Dewan Pertimbangan Majelis Ulama Indonesia (DP-MUI) meminta pemerintah tak menjalankan keputusan Mahkamah Konstitusi untuk mencantumkan kata Penghayat Kepercayaan. MK pada beberapa pekan lalu memutuskan kolom agama pada Kartu Tanda Penduduk tak lagi dikosongkan tapi ditulis Penghayat Kepercayaan. Aturan yang ada dalam Undang-Undang Administrasi Kependudukan itu digugat oleh para penghayat kepercayaan.
Ketua DP-MUI Din Syamsuddin menggunakan dasar Ketetapan MPR tahun 1978 tentang Garis-Garis Besar Haluan Negara(GBHN) sebagai dasar penolakannya. Dalam Tap yang berusia hampir 40 tahun itu ada tertulis bahwa penghayat kepercayaan bukanlah agama. Dalam Tap itu juga disebut pembinaan dilakukan agar tidak mengarah pada pembentukan agama baru. Itu sebab Din lantas meminta para penghayat aliran kebatinan itu kembali kepada Islam.
Kementerian Pendidikan mencatat ada 187 kelompok penghayat kepercayaan yang tersebar di 13 provinsi. Sedangkan Dirjen Kependudukan mencatat jumlahnya ada lebih 138 ribu jiwa. Angka itu diperkirakan akan bertambah, ini lantaran sebelum putusan MK mereka mencatatkan diri sebagai pemeluk 6 agama yang diakui pemerintah. Salah satu pemohon uji materi itu contohnya yang terpaksa berbohong dengan keyakinannya agar bisa mendapatkan layanan publik.

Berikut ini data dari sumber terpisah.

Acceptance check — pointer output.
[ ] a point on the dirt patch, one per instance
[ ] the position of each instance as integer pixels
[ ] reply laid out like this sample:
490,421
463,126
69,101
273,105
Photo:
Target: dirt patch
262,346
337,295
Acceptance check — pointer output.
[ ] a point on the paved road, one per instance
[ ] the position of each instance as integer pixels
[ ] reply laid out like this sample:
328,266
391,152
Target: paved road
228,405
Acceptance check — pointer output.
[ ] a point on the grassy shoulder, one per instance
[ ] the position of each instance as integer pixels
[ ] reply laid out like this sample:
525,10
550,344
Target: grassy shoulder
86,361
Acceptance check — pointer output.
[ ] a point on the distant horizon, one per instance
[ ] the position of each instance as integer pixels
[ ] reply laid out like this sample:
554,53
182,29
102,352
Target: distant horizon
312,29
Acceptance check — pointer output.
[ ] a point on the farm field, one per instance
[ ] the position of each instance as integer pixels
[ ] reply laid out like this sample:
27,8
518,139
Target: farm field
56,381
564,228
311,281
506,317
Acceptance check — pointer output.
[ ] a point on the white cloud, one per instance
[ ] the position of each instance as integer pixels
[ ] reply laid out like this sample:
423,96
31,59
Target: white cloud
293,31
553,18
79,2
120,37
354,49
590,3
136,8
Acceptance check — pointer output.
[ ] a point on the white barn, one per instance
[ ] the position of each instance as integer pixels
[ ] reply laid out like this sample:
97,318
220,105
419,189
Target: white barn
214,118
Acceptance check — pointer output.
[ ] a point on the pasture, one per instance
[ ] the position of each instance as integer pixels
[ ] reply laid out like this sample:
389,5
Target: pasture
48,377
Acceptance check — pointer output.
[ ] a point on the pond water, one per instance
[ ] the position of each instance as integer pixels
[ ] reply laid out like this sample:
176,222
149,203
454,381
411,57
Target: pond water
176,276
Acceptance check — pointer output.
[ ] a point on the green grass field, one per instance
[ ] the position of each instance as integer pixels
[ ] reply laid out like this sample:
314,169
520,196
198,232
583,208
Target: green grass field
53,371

Berkurangnya jumlah pengikut jadi sebab munculnya penolakan. Sebab lain lantaran tak ingin kepercayaan itu disejajarkan sebagai agama. Penolakan semacam itu atau meminta pemerintah membangkang pada putusan MK yang final dan mengikat, sepatutnya tak dilakukan. Apalagi hukum tertinggi di negeri ini UUD 45, memberikan jaminan hak bagi setiap warganya untuk beragama atau meyakini kepercayaan.